Balkinization  

Wednesday, November 09, 2016

The mirror

Joseph Fishkin

Electing a President is a process that reflects America.  Imperfectly, to be sure.  The electoral college / popular vote split is disturbing and reflects a yawning gulf between modern democratic norms and our current constitutional system.  This gulf is less fixable today than it was yesterday.  With two electoral/popular splits cutting in the same direction within a 16 year period, the “problem” of the electoral college now takes on a sharper partisan edge, which probably entrenches it.  Meanwhile, our media, and other major players in our public discourse, have plenty to be ashamed of in terms of the impression they gave the public of the two candidates this election cycle.  They gave us a somewhat distorted mirror.

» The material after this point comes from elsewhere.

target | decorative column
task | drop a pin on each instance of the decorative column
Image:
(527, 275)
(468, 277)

But even so: half of America just voted for Donald Trump.  That means his pitch speaks to half the country.  I think liberals make a mistake in attempting to understand Trumpism primarily through earnest looks at the most depressed corners of the Rust Belt or West Virginia where Trump runs strongest.  To be clear: it is good to build bridges of empathy between parts of America that are very distant, regardless of Trump; and liberals can learn something about Trumpism from places where it is extra-concentrated.  But half the country does not live in a depressed former steel town.  (To “understand” Hillary Clinton voters, would you go interview people exclusively in a couple of ultra-liberal neighborhoods in Manhattan and San Francisco?)  New Haven County, where I’m living this year, is a pretty typical large blue county: 42% Trump, about the same as the blue state of Connecticut as a whole.  The liberal enclave of Travis County [Austin], Texas, where I usually live, is 27% Trump—still more than a quarter.  In other words, a lot of Trump voters are much closer at hand than most liberals think.

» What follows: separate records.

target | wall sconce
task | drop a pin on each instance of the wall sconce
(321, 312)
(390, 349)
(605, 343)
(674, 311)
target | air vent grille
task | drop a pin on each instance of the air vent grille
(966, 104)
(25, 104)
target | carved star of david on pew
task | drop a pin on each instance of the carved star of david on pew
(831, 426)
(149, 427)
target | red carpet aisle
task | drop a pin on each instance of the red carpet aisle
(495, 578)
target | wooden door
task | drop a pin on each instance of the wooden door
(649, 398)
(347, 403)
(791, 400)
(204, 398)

There will be a lot of talk in the coming weeks, months, and years about America divided.  We are, profoundly—not only by partisanship, but also overwhelmingly by race, increasingly by education, and more than ever by gender.  We are deeply divided in the sources of information we find credible—in our rules of recognition for which information sources we think tell us something trustworthy about reality.  This means we live in a deeply divided public sphere.  But even so, a lot of the people in the mirror are closer than they appear.  Geographically, many are nearer than the state-level electoral map would suggest.  And in terms of ideology, I am not convinced that our divide is as deep as some of the other divides just mentioned.  A recognizable antecedent of the economic populism that was one crucial thread of Trump’s appeal was once a centerpiece of what Democrats stood for.  Someday it could be again.  Such economic populism can either be intertwined with principles of racial inclusion, or set against them and turbocharged with racial resentment.  We have had both kinds in our history.  In the next chapter, a lot depends on which it will be.